Yes there is the rub. "Googled" your answer and already this post shows up.
I see if my nodes are set to DHCP strictly, the Host name seems to show up. If I set them specifically in the services tab, static leases, the host names resolve under active clients as well.
So it just doesn't like it when I set up my desktop clients directly with static IP's and not interface it under static leases. That's when the host names don't resolve. Very interesting.
I am not sure where the documentation comes into play as I shared, address=/hostname/ip; but I am much further along than when I started the day.
One final thought on this subject. Should I not be able to ping the host name and it be resolved by it's IP. That is not the case right now. My ping's respond back with an address like fe80:9ab: ect.
This link has it exactly like I've tried it and how I thought it was supposed to work. I have all my nodes in static leases now and the host names all show up. Just seems reasonable I should be able to ping the host name and get an IP association.
One final thought on this subject. Should I not be able to ping the host name and it be resolved by it's IP. That is not the case right now. My ping's respond back with an address like fe80:9ab: ect.
Thats a perfectly fine ip. a ipv6 local link ip to be exact. although probably not your router has resolved it but instead the ipv6 neighbor discovery. _________________ Router: WNDR3300 (wl0: n-Only 5Ghz, WPA2-AES, wl1: g-Only, WPA-Mixed-Mixed)
WDS Node 1: WNDR3300 (wl0: n-Only 5Ghz, WPA2-AES, WDS-connected Router, wl1: g-Only WPA-Mixed-Mixed)
WDS Node 2: WRT54GL (g-Only, WPA-Mixed-Mixed WDS-connected to Router)
Modem: Cisco EPC3202
clients: Notebook 1, D-Link 323, PS3 Slim, Kathrein UFC960 connected to WDS Node 1 via Gigabit Switch. Notebook 2, Deskjet 6980 connected to WDS Node 2
I see if my nodes are set to DHCP strictly, the Host name seems to show up. If I set them specifically in the services tab, static leases, the host names resolve under active clients as well.
So it just doesn't like it when I set up my desktop clients directly with static IP's and not interface it under static leases. That's when the host names don't resolve. Very interesting.
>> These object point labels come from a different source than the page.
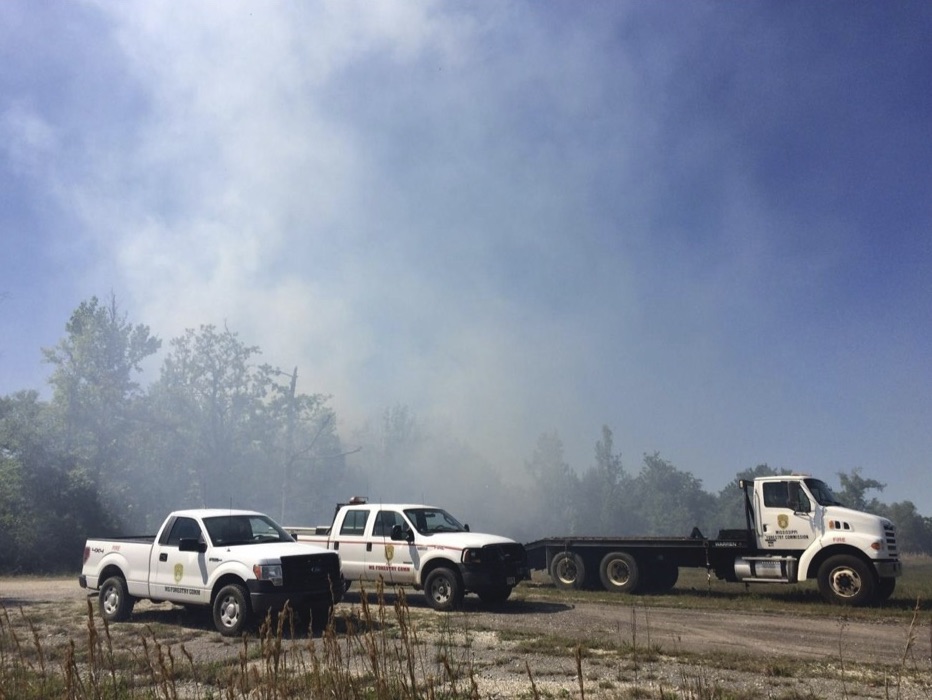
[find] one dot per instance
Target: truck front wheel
(567, 571)
(619, 572)
(116, 604)
(231, 610)
(443, 590)
(846, 580)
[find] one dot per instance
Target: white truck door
(786, 518)
(397, 560)
(349, 541)
(175, 575)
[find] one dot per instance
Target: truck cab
(421, 546)
(801, 531)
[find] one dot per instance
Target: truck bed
(683, 551)
(140, 539)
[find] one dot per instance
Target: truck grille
(889, 532)
(311, 573)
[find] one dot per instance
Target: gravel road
(691, 643)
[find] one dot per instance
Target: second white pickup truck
(238, 562)
(420, 546)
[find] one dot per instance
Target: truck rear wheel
(231, 610)
(443, 590)
(846, 580)
(116, 604)
(568, 571)
(619, 572)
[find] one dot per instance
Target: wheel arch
(108, 571)
(226, 580)
(809, 569)
(438, 563)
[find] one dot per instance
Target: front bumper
(888, 569)
(265, 596)
(481, 578)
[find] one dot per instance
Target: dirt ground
(749, 654)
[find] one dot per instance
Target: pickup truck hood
(268, 552)
(461, 540)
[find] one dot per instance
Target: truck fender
(433, 563)
(805, 562)
(812, 559)
(116, 564)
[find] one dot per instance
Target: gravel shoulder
(819, 657)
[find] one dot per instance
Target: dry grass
(379, 650)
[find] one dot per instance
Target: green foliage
(218, 428)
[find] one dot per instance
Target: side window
(798, 499)
(384, 521)
(775, 494)
(183, 528)
(354, 522)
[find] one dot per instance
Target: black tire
(232, 614)
(320, 618)
(620, 573)
(443, 590)
(885, 588)
(662, 576)
(116, 604)
(495, 596)
(846, 580)
(567, 571)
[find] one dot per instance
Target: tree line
(105, 455)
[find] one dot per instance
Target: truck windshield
(822, 493)
(428, 521)
(228, 530)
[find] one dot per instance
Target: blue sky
(705, 225)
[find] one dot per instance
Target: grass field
(387, 651)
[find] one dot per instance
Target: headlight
(472, 556)
(268, 572)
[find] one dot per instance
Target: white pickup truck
(420, 546)
(240, 563)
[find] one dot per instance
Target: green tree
(913, 531)
(207, 397)
(95, 393)
(854, 488)
(48, 505)
(668, 501)
(556, 485)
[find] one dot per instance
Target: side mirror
(189, 544)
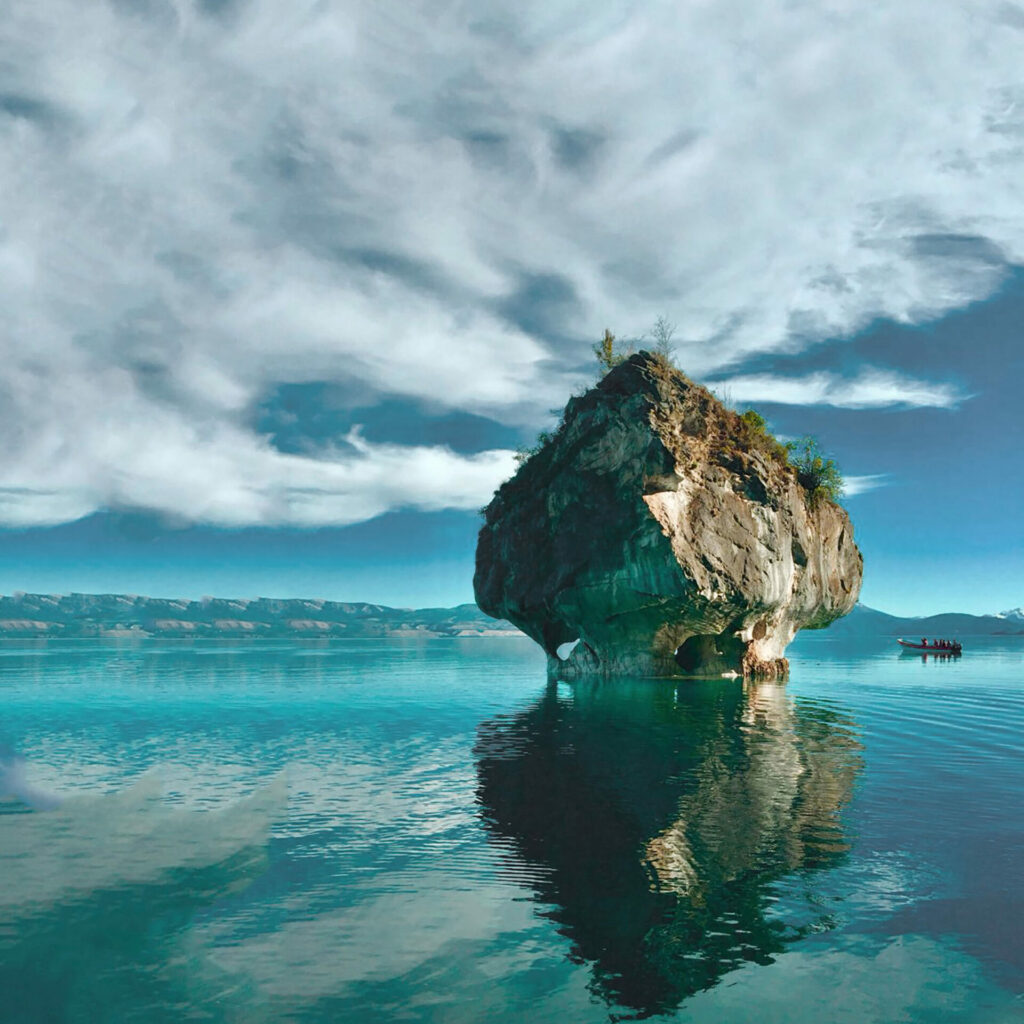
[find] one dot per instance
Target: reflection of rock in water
(97, 898)
(654, 820)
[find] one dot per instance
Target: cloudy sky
(283, 283)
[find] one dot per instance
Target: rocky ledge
(665, 535)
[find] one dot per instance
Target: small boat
(930, 648)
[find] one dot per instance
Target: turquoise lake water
(428, 832)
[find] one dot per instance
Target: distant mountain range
(130, 615)
(868, 622)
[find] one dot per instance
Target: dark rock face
(657, 531)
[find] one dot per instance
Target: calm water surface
(428, 832)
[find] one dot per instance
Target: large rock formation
(666, 535)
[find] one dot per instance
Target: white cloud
(853, 485)
(871, 388)
(195, 209)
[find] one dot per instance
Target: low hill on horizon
(129, 614)
(869, 622)
(69, 615)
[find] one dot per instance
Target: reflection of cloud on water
(653, 822)
(98, 896)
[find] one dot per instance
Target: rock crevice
(662, 532)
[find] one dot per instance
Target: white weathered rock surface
(657, 529)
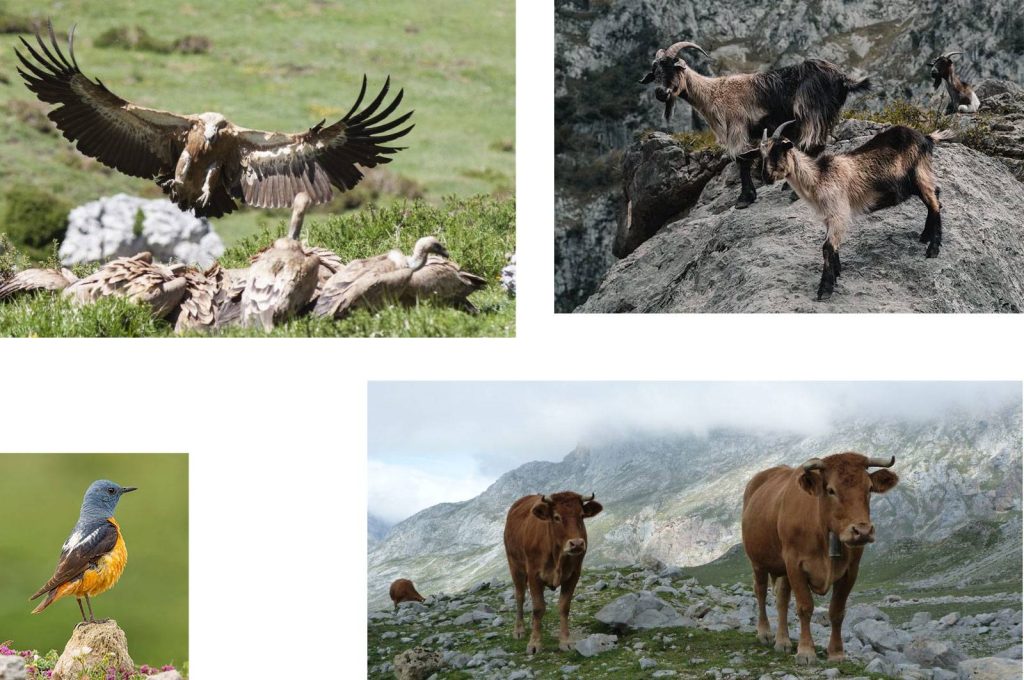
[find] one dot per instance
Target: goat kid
(883, 172)
(962, 96)
(738, 107)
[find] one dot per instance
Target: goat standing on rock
(884, 171)
(962, 96)
(737, 108)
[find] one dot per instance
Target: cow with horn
(545, 543)
(806, 527)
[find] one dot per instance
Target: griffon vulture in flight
(202, 161)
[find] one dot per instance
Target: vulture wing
(137, 141)
(275, 166)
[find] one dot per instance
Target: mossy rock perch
(91, 646)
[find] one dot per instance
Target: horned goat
(738, 107)
(962, 96)
(884, 171)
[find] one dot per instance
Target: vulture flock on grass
(207, 164)
(287, 280)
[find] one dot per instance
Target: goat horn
(778, 131)
(674, 49)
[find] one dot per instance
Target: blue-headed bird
(94, 555)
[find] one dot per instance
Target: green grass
(477, 231)
(40, 507)
(285, 68)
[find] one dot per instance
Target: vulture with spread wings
(202, 161)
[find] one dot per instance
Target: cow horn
(778, 131)
(674, 49)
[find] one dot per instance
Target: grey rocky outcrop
(768, 257)
(123, 225)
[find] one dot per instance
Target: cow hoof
(806, 659)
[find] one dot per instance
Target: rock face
(12, 668)
(107, 228)
(677, 500)
(768, 257)
(602, 48)
(91, 646)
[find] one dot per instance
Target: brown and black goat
(884, 171)
(737, 108)
(962, 96)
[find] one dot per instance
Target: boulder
(933, 653)
(12, 668)
(105, 228)
(639, 610)
(596, 643)
(417, 664)
(989, 668)
(94, 646)
(768, 257)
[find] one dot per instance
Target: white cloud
(397, 491)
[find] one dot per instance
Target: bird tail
(50, 597)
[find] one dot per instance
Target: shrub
(35, 218)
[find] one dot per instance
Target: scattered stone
(596, 643)
(417, 664)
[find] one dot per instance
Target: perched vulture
(36, 280)
(375, 282)
(283, 280)
(202, 161)
(137, 278)
(444, 282)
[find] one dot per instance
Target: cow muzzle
(858, 535)
(576, 546)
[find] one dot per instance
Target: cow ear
(810, 481)
(542, 511)
(883, 480)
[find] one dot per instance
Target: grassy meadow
(41, 506)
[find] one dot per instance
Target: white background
(276, 428)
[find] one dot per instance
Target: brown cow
(545, 543)
(807, 526)
(402, 590)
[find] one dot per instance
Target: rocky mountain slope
(676, 500)
(603, 47)
(641, 623)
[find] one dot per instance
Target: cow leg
(519, 584)
(782, 642)
(761, 591)
(564, 600)
(837, 610)
(805, 607)
(537, 596)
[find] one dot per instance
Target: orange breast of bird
(103, 576)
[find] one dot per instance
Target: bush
(35, 218)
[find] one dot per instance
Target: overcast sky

Here's another case where you get a star in Status/LAN: when the machine has two NICs, which is quite common on laptops. In that case, whichever one is higher on the "Adapters and Bindings" tab in the Advanced Settings dialog (accessible in Network Connections in W7) is the one that appears by name in the router.
Does anyone know of a way to have BOTH show up even though the names are the same?
The DHCP server abjectly refused to assign an IP; clients would kick back timeouts or in the case of Android gear, would just sit "obtaining IP address" forever.
Solution
Indeed, removing the 'domain=' commands from "Additional DNSMasq Options" and leaving only the "Used Domain" instead made all the difference.
Perhaps in true n00b fashion I spent a good 3 hours mucking around with this, so I figured I'd post to thank everyone else that posted here and to maybe clarify the behavior some might see if they are doing it wrong like moi.
Of additional and similar note defining static leases in Services:DHCP Server and using 'dhcp-host=' commands in "Additional DNSMasq Options" also caused the same behavior. So the DD-WRT axiom for the day -- DON'T BE REDUNDANT, YOU'LL BREAK IT!